De início, é possível destacar que as empresas jovens conquistaram seu ambiente na era da competição por lucro e notoriedade do universo capitalista devido a sua manutenção com custos baixos, e capacidade de evolução rápidos; dessa maneira, atraindo especialistas que almejam representatividade no grupo de decisões do negócio. Assim, os trabalhos flexíveis procurados pela geração de Millennials podem ser encontrados nas diversas startups, sejam elas de aprimoramento ou elaboração de serviços e produtos. Também, essas empresas apresentam bons exemplos para investimentos, segundo dados do Portal de notícias G1(15/01/2020), o Brasil vê startups alcançarem a marca de 1 bilhão de dólares, e com possibilidade de aumento econômico provido de investimentos no setor.

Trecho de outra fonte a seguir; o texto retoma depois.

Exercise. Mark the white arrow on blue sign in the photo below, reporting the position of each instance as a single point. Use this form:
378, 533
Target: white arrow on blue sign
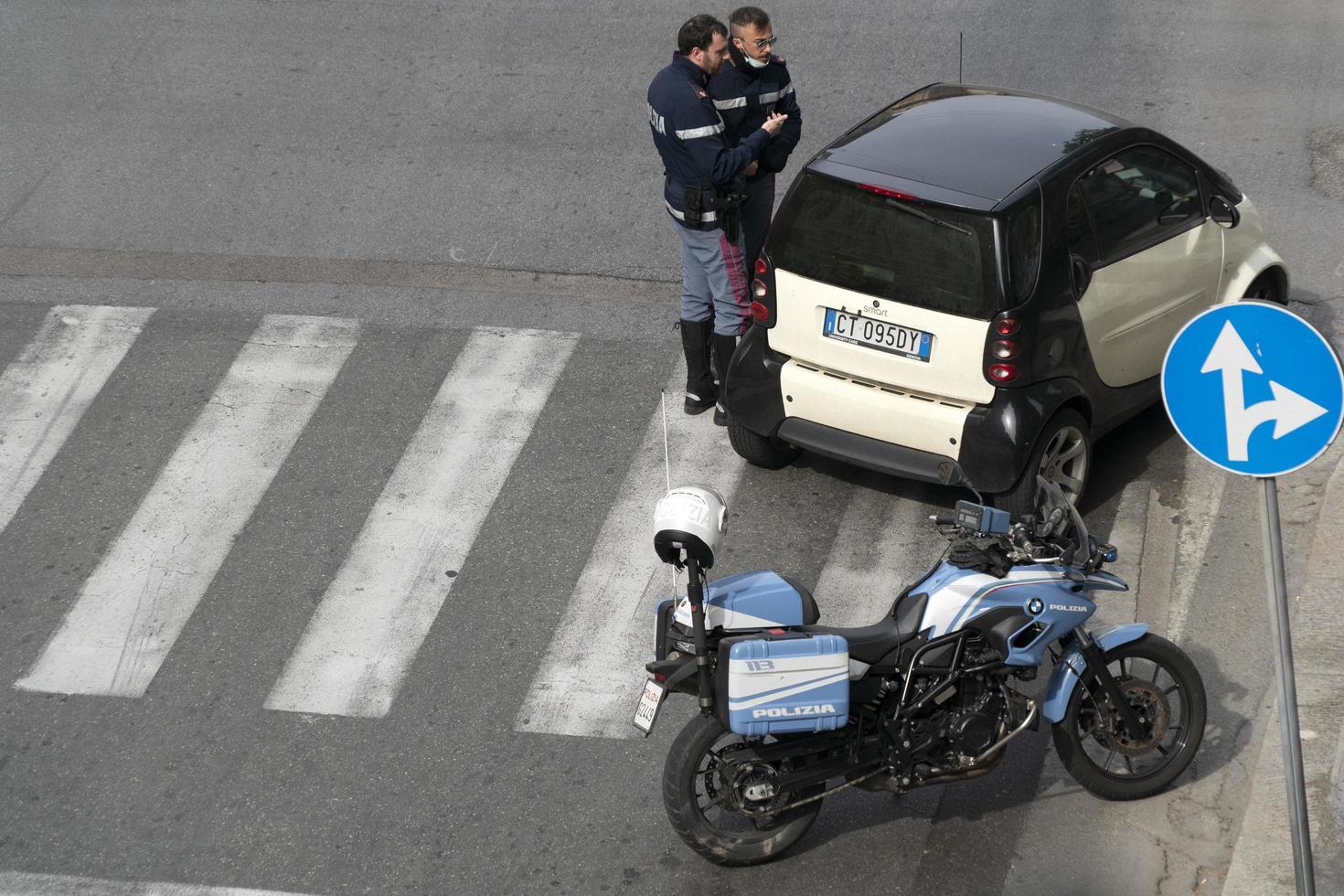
1234, 369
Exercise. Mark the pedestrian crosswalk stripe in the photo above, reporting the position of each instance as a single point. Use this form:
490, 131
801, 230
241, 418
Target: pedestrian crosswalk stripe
137, 600
15, 883
48, 387
883, 544
395, 579
591, 676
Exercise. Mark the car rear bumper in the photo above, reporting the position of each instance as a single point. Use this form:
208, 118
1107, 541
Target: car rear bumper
884, 457
991, 443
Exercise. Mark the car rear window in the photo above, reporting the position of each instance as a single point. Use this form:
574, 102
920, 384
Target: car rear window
839, 234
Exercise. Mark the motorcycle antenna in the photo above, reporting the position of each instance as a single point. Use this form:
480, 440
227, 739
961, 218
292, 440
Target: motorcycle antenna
667, 468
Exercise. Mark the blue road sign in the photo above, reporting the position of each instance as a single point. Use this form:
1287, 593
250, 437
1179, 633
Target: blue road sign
1237, 368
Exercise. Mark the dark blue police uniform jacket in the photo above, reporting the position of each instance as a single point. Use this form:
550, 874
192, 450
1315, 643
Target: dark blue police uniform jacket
745, 97
689, 136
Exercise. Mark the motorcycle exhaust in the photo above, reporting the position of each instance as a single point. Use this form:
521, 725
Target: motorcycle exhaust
1034, 709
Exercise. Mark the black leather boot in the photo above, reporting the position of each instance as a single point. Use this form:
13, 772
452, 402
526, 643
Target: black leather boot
699, 386
723, 348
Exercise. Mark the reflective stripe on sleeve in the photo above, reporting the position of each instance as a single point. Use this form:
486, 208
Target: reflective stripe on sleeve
709, 131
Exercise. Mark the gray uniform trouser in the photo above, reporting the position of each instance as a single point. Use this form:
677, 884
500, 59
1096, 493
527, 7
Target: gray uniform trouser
755, 219
712, 281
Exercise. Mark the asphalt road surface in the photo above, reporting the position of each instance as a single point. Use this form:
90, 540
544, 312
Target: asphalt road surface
305, 500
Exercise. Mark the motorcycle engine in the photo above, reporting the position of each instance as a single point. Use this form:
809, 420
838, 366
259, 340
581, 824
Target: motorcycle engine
972, 726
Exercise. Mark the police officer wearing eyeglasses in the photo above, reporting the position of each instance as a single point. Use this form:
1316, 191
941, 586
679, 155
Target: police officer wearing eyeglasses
702, 192
746, 91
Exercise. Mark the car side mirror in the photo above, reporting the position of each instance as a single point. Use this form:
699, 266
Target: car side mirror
1179, 211
1223, 212
1080, 272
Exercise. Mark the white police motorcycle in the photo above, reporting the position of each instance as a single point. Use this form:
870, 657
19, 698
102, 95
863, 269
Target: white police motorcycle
792, 710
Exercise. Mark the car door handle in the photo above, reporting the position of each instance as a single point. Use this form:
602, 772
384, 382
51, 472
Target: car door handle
1080, 272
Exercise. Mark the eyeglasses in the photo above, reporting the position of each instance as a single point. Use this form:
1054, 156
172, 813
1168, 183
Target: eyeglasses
763, 42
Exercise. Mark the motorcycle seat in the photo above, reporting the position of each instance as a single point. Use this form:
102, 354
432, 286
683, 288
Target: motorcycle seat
869, 644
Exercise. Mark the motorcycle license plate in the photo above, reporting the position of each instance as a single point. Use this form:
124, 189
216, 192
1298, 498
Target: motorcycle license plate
905, 341
646, 710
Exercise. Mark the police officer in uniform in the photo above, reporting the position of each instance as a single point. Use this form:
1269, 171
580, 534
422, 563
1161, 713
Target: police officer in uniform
703, 192
752, 85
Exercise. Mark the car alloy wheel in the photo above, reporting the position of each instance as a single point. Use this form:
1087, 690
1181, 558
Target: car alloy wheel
1064, 461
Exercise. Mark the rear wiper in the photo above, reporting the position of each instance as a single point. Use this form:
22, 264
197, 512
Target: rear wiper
937, 222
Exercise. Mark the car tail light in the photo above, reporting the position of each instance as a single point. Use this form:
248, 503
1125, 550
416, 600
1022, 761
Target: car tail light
763, 292
998, 351
889, 194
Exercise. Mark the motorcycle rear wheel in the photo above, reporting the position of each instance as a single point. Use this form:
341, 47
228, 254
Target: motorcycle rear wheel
700, 809
1164, 688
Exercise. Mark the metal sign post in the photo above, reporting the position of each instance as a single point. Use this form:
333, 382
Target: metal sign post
1221, 420
1287, 727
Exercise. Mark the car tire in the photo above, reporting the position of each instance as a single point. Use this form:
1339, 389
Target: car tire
1265, 289
760, 450
1063, 455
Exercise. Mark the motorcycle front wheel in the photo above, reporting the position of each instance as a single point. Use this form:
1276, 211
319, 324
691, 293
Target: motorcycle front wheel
705, 798
1166, 692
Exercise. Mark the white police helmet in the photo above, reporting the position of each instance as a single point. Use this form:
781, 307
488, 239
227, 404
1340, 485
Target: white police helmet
691, 518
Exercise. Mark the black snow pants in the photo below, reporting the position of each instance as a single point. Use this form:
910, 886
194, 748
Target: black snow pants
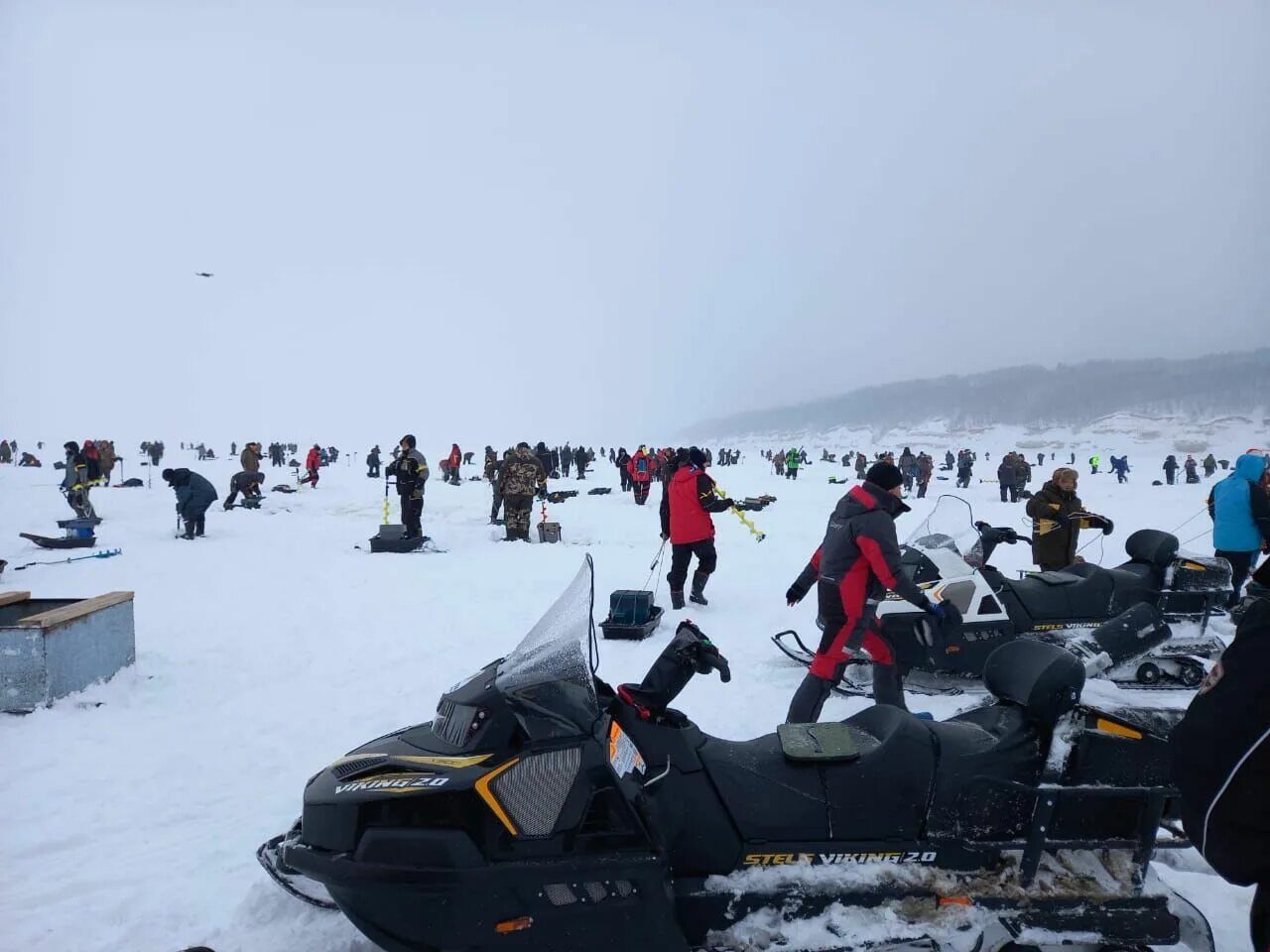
707, 558
1241, 566
412, 516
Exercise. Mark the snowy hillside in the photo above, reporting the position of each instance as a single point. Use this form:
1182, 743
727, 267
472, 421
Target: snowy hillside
1143, 438
1069, 395
273, 647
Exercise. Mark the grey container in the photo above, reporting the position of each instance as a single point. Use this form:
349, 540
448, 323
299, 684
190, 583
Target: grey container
51, 648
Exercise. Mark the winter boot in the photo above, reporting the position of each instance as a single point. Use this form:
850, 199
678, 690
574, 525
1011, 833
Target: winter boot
698, 587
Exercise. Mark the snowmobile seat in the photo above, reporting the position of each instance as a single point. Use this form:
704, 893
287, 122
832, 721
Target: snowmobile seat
889, 785
1066, 594
766, 794
822, 743
1152, 547
997, 742
1044, 680
1132, 584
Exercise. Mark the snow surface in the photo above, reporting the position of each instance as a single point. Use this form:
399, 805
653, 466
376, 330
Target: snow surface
264, 652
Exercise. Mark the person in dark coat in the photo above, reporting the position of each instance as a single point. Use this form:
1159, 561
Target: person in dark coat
1170, 468
1220, 763
193, 497
411, 470
852, 569
1191, 466
688, 500
76, 483
621, 461
545, 461
1006, 479
1055, 527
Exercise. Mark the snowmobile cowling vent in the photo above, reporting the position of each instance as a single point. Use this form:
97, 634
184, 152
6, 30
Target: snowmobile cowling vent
1043, 679
354, 766
534, 789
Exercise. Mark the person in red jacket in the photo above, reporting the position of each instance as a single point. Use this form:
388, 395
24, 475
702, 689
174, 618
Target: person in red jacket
640, 468
456, 460
313, 462
852, 569
688, 499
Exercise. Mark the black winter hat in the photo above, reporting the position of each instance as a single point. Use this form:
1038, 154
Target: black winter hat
884, 476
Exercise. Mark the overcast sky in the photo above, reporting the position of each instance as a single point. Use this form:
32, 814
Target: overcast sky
548, 218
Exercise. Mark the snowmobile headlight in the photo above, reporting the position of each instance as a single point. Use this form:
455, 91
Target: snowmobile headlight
527, 793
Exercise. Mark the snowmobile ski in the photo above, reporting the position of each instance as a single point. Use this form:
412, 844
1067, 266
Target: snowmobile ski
294, 883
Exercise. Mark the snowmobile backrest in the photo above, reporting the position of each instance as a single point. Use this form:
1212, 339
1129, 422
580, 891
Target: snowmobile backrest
1152, 546
1043, 679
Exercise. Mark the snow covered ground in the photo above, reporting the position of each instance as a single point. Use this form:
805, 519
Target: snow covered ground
132, 811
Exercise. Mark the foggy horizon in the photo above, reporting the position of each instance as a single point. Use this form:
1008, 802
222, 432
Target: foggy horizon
578, 221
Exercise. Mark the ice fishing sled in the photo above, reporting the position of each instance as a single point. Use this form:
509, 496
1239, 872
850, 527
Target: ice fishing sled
631, 616
79, 535
393, 538
541, 809
948, 556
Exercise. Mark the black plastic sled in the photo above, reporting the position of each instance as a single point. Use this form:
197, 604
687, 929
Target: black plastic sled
631, 616
543, 809
64, 542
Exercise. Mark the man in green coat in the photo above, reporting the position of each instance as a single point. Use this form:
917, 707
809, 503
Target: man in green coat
1058, 518
793, 460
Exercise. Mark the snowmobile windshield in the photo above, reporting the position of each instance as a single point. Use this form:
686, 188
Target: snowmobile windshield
548, 680
948, 537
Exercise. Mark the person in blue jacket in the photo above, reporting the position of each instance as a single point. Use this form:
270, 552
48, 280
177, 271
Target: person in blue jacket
1241, 518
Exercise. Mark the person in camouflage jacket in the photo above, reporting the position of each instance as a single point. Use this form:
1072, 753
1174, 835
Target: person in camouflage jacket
521, 477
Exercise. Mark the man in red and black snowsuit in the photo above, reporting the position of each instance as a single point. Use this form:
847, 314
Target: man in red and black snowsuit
313, 462
852, 569
640, 468
688, 499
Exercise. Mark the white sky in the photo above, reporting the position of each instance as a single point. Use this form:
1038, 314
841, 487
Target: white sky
554, 220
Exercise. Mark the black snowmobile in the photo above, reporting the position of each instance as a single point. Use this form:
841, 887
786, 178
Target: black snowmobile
949, 555
541, 809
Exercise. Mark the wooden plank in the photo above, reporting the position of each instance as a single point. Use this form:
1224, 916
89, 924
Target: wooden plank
67, 613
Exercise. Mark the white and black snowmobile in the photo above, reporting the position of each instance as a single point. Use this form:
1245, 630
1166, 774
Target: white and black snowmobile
541, 809
948, 555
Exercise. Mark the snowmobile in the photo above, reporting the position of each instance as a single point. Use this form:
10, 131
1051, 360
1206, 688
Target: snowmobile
541, 809
949, 553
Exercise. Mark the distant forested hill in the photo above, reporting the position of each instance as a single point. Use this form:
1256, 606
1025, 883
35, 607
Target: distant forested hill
1070, 395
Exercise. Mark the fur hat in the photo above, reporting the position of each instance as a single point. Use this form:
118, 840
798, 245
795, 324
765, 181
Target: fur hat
884, 476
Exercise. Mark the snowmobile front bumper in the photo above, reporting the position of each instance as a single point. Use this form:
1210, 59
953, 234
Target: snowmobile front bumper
619, 902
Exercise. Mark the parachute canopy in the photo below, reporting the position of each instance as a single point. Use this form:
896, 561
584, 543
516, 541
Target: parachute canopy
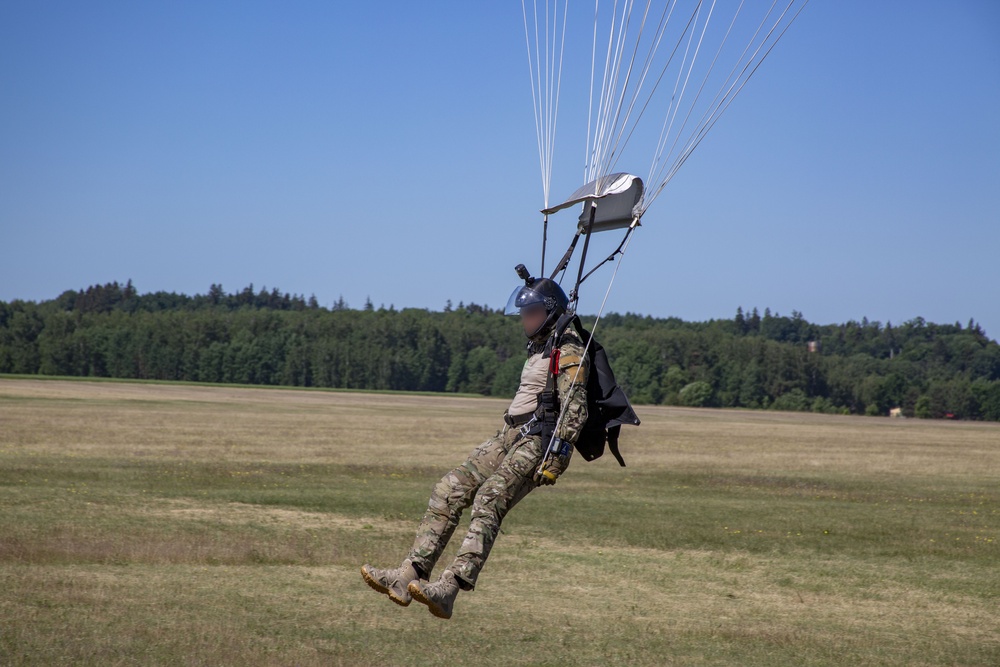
617, 197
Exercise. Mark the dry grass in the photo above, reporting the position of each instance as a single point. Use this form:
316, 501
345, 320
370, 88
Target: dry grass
161, 524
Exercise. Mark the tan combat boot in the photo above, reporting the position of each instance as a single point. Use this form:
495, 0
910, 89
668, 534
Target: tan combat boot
391, 582
439, 596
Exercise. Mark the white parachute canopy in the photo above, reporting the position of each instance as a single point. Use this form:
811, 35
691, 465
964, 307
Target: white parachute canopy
661, 75
615, 202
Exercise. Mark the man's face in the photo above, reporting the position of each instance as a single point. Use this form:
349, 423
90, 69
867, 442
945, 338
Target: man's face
532, 318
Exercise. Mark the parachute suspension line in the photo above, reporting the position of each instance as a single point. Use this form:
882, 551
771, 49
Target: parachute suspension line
708, 73
545, 76
675, 99
615, 109
726, 94
616, 42
668, 9
593, 329
659, 79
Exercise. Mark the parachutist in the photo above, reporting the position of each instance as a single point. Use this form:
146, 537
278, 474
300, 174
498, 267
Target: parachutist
550, 406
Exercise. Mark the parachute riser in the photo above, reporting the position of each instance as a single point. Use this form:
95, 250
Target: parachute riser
545, 238
574, 295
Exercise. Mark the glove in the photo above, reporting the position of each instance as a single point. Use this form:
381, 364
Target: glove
555, 464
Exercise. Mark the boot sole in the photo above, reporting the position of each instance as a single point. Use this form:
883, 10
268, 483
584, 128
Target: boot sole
419, 596
382, 589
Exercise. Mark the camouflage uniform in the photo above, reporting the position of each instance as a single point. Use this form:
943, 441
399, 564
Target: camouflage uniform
499, 473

Entretanto, ainda existem desafios a serem contornados pelas empresas aspirantes, como a permanência em locais menores até o momento de sua ascensão, bem como a valorização de seus serviços se esses forem considerados necessários ao consumidor. Porém, ao estabelecer uma competição com negócios similares ao seu ramo, as startups provocam impactos negativos no que tange às empresas tradicionais, visto que podem ser sustentadas sem grandes quantias de capital.
Infere-se portanto que, com a grande presença da geração de Millennials na economia das nações, é prioritária a valorização de empresas inovadoras que consolidam suas principais opções de trabalho. Dessa forma, o Ministério da Economia em parceria com associações de empresas de cada cidade, podem realizar investimentos de maneira a garantir a existência de startups - essas não apenas virtuais - possibilitando uma atuação satisfatória da geração Y na economia; através da injeção de capital e divulgação dos serviços por elas realizados, em anúncios feitos por meio da rede aberta televisiva, em rede nacional.